We frequently do data cleansing and also analytics pipelines by gathering raw tables then doing a sequence of sql statement transformations to produce a final output table (and potentially intermediate tables as the pipeline progresses). The pipeline is still stateless, meaning we can always build the outputs from the given inputs and there are no UPDATE statements. But we would normally use a number of CREATE TABLE xxx_step1 as SELECT ** from yy where / group etc.

Knowing that Dremio does not support INSERT or UPDATE - is it possible to do these kinds of create tables statements? Is there another approach you would recommend for such a pipeline process?
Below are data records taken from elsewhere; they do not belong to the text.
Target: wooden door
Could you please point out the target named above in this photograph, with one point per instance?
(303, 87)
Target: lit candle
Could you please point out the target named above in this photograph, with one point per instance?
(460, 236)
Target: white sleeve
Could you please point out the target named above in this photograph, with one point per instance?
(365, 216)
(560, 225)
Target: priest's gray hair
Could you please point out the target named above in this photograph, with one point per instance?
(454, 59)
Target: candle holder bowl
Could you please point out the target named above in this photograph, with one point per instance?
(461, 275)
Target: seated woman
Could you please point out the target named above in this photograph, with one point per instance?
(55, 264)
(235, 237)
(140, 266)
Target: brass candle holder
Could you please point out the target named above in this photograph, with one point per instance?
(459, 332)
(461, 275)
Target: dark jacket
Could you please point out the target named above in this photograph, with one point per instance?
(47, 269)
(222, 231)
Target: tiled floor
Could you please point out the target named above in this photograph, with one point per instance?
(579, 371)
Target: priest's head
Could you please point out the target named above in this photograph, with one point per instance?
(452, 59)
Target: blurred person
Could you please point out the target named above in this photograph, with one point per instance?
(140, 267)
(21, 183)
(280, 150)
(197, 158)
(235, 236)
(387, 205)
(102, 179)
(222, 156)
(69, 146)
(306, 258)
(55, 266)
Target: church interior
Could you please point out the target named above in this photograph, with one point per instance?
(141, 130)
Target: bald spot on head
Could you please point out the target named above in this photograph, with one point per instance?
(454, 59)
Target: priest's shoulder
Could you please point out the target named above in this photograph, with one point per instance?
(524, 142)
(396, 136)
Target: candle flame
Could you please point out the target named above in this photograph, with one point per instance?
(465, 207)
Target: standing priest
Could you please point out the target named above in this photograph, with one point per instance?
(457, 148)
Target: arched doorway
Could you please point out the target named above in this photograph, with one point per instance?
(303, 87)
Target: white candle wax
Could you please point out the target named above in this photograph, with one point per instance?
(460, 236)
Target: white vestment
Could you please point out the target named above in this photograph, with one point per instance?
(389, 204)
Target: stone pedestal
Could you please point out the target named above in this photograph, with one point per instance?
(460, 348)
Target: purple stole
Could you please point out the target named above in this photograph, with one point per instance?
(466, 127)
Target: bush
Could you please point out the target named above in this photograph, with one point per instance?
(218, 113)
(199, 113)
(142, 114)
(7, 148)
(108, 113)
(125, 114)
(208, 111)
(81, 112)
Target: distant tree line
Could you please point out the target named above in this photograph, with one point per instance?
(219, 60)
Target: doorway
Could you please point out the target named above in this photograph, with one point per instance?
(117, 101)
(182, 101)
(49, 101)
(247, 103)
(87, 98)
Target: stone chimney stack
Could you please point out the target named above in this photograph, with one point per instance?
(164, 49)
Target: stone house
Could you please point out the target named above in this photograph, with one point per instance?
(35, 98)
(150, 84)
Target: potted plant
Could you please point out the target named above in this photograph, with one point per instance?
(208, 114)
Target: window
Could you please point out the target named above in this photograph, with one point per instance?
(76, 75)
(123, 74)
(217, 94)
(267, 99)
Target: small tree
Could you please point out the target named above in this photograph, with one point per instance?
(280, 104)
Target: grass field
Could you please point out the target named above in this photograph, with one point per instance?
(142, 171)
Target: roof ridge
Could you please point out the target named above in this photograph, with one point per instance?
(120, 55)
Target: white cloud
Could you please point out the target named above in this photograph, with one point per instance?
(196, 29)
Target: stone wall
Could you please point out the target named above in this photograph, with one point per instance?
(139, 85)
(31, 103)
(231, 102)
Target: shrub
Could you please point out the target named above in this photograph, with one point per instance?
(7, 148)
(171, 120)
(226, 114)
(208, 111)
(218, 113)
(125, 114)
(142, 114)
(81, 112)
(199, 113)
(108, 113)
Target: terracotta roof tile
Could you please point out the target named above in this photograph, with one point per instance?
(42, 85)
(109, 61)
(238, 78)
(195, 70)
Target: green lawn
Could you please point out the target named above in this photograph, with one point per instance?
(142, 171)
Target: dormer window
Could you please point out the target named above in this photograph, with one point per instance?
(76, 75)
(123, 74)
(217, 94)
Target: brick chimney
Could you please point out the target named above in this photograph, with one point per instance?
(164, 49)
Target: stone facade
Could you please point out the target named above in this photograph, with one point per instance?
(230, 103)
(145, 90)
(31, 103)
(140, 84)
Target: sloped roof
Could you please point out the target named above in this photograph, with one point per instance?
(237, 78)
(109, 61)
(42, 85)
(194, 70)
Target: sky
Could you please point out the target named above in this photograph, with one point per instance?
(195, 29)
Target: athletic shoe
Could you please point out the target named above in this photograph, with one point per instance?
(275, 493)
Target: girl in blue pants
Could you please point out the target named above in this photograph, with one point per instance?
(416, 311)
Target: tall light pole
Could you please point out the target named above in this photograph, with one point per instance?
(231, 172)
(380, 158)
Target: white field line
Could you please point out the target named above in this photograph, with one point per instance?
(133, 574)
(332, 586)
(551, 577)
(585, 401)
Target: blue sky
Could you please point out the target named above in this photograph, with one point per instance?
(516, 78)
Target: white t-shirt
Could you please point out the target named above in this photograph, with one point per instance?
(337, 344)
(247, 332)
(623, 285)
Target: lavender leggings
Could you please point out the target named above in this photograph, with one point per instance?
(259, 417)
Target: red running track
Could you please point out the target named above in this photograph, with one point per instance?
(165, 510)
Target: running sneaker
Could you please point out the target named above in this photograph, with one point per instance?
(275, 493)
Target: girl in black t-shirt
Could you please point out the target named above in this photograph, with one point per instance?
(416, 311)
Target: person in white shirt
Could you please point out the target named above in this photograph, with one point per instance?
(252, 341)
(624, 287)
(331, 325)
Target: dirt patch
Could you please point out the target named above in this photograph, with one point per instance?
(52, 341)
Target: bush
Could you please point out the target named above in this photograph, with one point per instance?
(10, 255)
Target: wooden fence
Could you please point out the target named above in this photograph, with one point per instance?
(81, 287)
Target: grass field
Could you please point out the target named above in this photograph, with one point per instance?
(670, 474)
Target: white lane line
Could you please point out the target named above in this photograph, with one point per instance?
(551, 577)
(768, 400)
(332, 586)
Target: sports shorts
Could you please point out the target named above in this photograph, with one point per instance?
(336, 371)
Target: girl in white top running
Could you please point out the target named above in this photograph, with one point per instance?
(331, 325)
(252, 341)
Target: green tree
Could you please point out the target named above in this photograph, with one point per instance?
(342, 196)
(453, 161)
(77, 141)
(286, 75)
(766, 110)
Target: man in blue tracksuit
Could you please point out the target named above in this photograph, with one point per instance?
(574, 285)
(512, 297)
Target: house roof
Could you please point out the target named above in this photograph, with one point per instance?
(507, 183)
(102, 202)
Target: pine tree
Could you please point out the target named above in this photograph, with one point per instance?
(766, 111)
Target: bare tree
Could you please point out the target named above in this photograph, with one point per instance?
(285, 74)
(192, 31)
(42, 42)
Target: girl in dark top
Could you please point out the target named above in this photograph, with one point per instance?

We love Dremio but this one is a challenge when the pipelines are complex. Given the current limitation of the Dremio platform the only obvious solution would be to load Dremio then export intermediate steps then load the results back - which seems very cumbersome.

Thanks

1 Like

Hi Malcolm,

Why couldn’t you create a virtual data set per table. You can derive virtual data sets from other virtual data sets. This way you can create “pipelines” of SQL commands. Dremio also supports nested SELECT statements.

Am I missing something?

Christy

Interesting -
Is there a way to create virtual datasets through the ODBC connector or via some other API? The pipelines we build usually run through a script of some kind.

Your example

should actually be supported today - https://docs.dremio.com/sql-reference/sql-commands/create-table-as.html

And yes VDS can be created via our REST API in our latest release - https://docs.dremio.com/rest-api/catalog/endpoints.html

Can I build acceleration/reflections on top of the $scratch location where a CTAS table is created. This seems like the best possible solution to our use-case. Very exciting.

Sure of course. Per our documentation, the $scratch points to /scratch directory under Dremio's configured distributed cache location. As a next step, you would create a VDS off of that /scratch directory and then a reflection on top of that.

It would be great if you could report back on your final solution so others can learn. Sounds like a great use case for the new REST APIs.